Deputy Speaker Krassimir Karakachanov, co-leader of the nationalist Patriotic Front, a supporter of the government in Parliament, said that the British vote should be a powerful incentive for reform of the EU.
“Personally, I think that this resounding slap on the European bureaucracy will unclog these reforms, for which several European countries have been calling.”
Bulgaria realistically, unlike the UK, had the view that there were more benefits than losses from EU membership, Karakachanov said.
The Patriotic Front’s other co-leader, Valeri Simeonov, said that there would be “some financial difficulties” from the UK’s exit from the EU. The UK’s exit would be a problem for Europe because the country made the second-largest contribution to the EU budget, according to Simeonov.
Between the exit of the UK and the collapse of the EU “there is a much time” and intermediate stages and there was no certainty that it would come to this, he said.
“They always have been a bit on the periphery. They kept their currency. They always had their own opinion on most issues,” Simeonov said.
Kristian Vigenin, foreign policy spokesperson for the opposition Bulgarian Socialist Party, said that the reaction of EU leaders and institutions would be important, to fend off the same thing happening in other member states, and to improve the image and functioning of the EU.
The UK leaving the EU would have consequences for Bulgarians living in Britain, he said. Vigenin said that in the framework of the negotiations ahead, it was not clear what status EU citizens, now in the UK and having the same rights as British citizens, would have.
“Obviously these rights cannot remain the same. The Bulgarian government now must speak also on this topic. It is a matter of more than 200 000 Bulgarian citizens who at the moment work, study and live there,” Vigenin said.
Bulgaria should seek co-operation and common positions with other countries which have large communities there, such as Romania, Poland and others, to ensure that these people will get maximum rights and their lives will not be affected dramatically by the results of the referendum.
Mustafa Karadaya, leader of the opposition Movement for Rights and Freedoms, said that the referendum in the UK was an important lesson for all politicians and EU countries. It was unfortunate that in other countries, there already had been calls from extremist and nationalist formations for their countries to have referendums on leaving the EU.
“Our expectation that this lesson will be studied, the EU will find the strength, will consolidate, but also will find the right direction for its development,” said. Karadaya said that the UK quitting the EU would undoubtedly have an effect on the European and world economy.
Volen Siderov, leader of the pro-Russian Ataka party, one of the two smallest parties in Bulgaria’s Parliament, offered a conspiracy theory that there was “American involvement” in the outcome of the Brexit referendum
Andrey Kovachev, a member of the European Parliament for Borissov’s GERB party – asked in a media interview whether other countries would follow the UK’s example – said that Britain would emerge as bad example not to be followed because of what was expected to happen to its currency and economy.
“There are estimates that each household will lose 3200 pounds sterling in the coming years from this exit,” Kovachev said.
MEP Sergei Stanishev, leader of the Party of European Socialists, said: “I am truly shocked by the result of the referendum.
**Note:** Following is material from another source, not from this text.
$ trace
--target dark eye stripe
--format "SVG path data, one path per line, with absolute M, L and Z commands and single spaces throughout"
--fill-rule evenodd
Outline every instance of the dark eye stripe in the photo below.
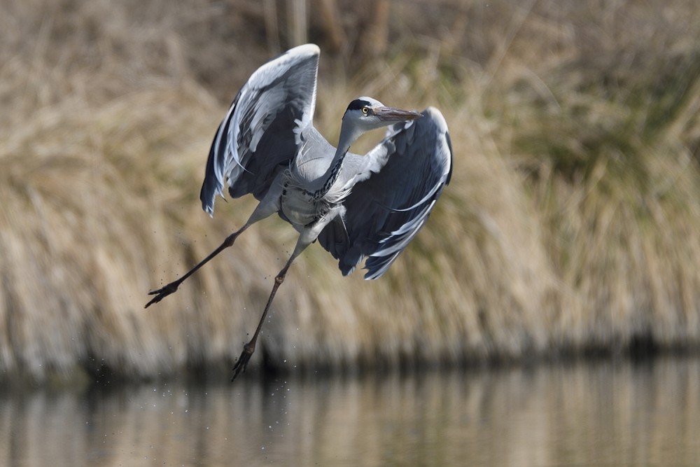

We, the European Progressives, supported our member party – the UK Labour in their campaign for Remain.
“We wanted a strong Britain in a strong Europe and we were working together for a Social Britain in a Social Europe. Now we have to double our joint efforts,” Stanishev said. “We still believe that ‘Remain’ was the better option for both Britain and the EU, but above all, we respect the choice of the British people.”
The European Socialists and Democrats family is and will continue be a close friend and ally of the UK Labour Party, Stanishev said. “We will continue to fight for equality and social justice in Europe.”